Aviation Week & Space Technology 電子版11月4日付け記事より

次期アメリカ大統領は、陸上兵力を増強し、無人機・輸送機、給油機を増強したいと抱負を語り、「実用的かつ費用対効果の高い」ミサイル防衛案を支持する。また、上院議員としてブッシュ政権の八年間で記録的な水準に増加した国防支出にもイラク侵攻にも反対してきた。

同時投票の上下両院選挙では民主党が優勢で、軍事委員会、国防歳出委員会の両方で議事運営が思い通りになる。

オバマの国防上の公約は「まず人員」であり、イラク国内の戦闘作戦をこれから数年間のうちに終結させるというもの。

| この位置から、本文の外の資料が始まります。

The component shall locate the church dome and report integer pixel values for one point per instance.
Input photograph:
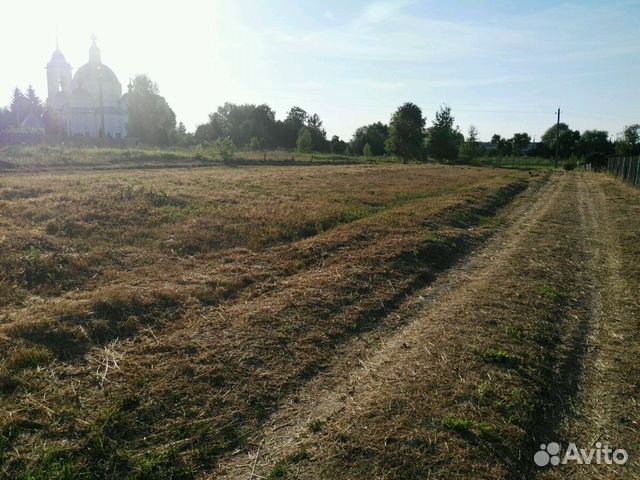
(58, 57)
(90, 73)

州兵部隊、予備役を強化する考えで、合衆国の国益の海外での拡大には外交努力を優先させる。航空宇宙産業、防衛産業に聞き捨てならないのはいわゆる産軍複合体に言うことを聞かせるぞと公言していることである。リベラル派には産軍複合体は長く不快の種。

オバマ政権は「CEOより先に兵員を配備し、軍事アウトソーシングに制限をかけ、国防契約業務と予算管理に公明正大かつ経済的常識を回復させる」であろう。

オバマは選挙運動において「募集低迷と兵役延長の減少で志願制兵力の根本が危険にさらされている」と分析し、「この点でブッシュ大統領はベトナム戦争終結時と同じ誤りを繰り返し、軍の空白化を招いている。オバマ政権は軍を再建していく。」と言及。

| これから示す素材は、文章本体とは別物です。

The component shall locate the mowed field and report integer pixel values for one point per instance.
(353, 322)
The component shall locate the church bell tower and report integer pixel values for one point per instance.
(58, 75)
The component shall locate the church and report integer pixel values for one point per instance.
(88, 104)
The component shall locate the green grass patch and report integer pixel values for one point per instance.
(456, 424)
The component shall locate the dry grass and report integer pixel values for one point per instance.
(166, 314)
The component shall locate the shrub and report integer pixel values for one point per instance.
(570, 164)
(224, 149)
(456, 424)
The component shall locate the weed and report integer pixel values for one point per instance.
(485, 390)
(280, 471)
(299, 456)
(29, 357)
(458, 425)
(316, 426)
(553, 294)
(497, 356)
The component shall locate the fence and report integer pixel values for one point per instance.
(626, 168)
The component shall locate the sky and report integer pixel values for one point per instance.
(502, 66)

オバマの信条とバイデン上院議員の考え方をあわせると、人員を先に考える傾向が見えてくるものの、民主党は米軍に最高の装備と技術を配備する意向を示している。ただし、オバマは高性能の戦闘機、攻撃機の開発よりも平凡ながら世界規模で作戦を展開するために必要な装備開発を優先するだろう。

「わが国は他に追随を許さない航空力を維持し、通常兵器によるいかなる対抗勢力も抑止し敗北させなければならない。迅速に世界のいかなる場所における危機に対応しなければならない。また、わが国の陸上兵力を維持しなければならない。」(オバマ)

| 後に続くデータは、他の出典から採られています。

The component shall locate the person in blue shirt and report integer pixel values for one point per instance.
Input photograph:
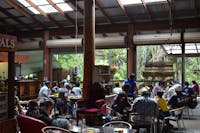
(133, 91)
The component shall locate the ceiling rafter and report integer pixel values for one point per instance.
(14, 18)
(124, 10)
(22, 11)
(194, 2)
(48, 17)
(103, 11)
(8, 26)
(61, 11)
(76, 5)
(146, 9)
(113, 28)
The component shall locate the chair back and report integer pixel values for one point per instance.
(177, 112)
(118, 124)
(27, 124)
(53, 129)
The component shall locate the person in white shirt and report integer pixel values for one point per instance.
(63, 89)
(44, 91)
(76, 89)
(117, 89)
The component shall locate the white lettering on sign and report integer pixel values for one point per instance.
(7, 43)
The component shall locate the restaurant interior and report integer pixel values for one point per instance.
(33, 31)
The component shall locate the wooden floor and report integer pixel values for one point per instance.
(192, 125)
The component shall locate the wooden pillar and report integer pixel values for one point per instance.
(89, 46)
(11, 82)
(182, 58)
(132, 52)
(47, 65)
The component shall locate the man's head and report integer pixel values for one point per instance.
(186, 83)
(126, 87)
(145, 93)
(178, 88)
(160, 93)
(132, 76)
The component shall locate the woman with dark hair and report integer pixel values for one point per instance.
(196, 88)
(121, 105)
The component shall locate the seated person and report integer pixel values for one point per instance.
(187, 90)
(44, 91)
(117, 89)
(43, 114)
(179, 99)
(62, 104)
(196, 88)
(163, 108)
(146, 108)
(76, 89)
(18, 108)
(133, 91)
(120, 105)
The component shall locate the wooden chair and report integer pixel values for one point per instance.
(176, 115)
(93, 112)
(29, 124)
(53, 129)
(149, 121)
(118, 124)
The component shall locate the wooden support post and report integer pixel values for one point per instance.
(131, 53)
(47, 64)
(89, 46)
(183, 58)
(11, 82)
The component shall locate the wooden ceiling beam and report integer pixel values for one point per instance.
(61, 12)
(5, 28)
(124, 10)
(48, 17)
(146, 9)
(114, 28)
(76, 6)
(195, 5)
(14, 18)
(20, 10)
(186, 55)
(104, 13)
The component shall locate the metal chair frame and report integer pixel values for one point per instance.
(118, 123)
(51, 129)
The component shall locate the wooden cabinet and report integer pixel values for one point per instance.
(28, 89)
(3, 105)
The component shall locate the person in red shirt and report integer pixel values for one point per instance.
(195, 86)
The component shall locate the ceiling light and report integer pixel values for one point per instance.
(128, 2)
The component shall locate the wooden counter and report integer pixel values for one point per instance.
(28, 89)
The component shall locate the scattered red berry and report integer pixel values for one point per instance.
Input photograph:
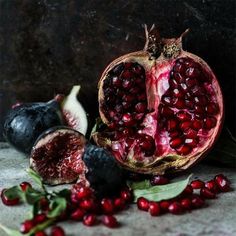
(110, 221)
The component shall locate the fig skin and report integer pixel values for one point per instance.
(24, 123)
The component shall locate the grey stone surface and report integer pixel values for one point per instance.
(218, 218)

.「冷戦期の設計によるシステムは現在と将来の課題に答えるものにとりかえなければならない。高度な技術により広範な投資が必要だ。無人機、電子戦力からC-17やKC-X空中給油機のようなシステムまで。政治家には魅力的に写らないかもしれないが、地球規模での展開を決定付ける重要な要素がこれらの機体だ。」(オバマ選挙対策本部)

とはいえ、国防総省の予算、兵力構成、軍事作戦遂行能力に大きな変化が生じる可能性は少ない。イラク、アフガニスタンでの作戦の継続および対テロ作戦が国内国外で続くためだ。次期大統領の国防政策には経済、財政の圧力が重くのしかかるだろう。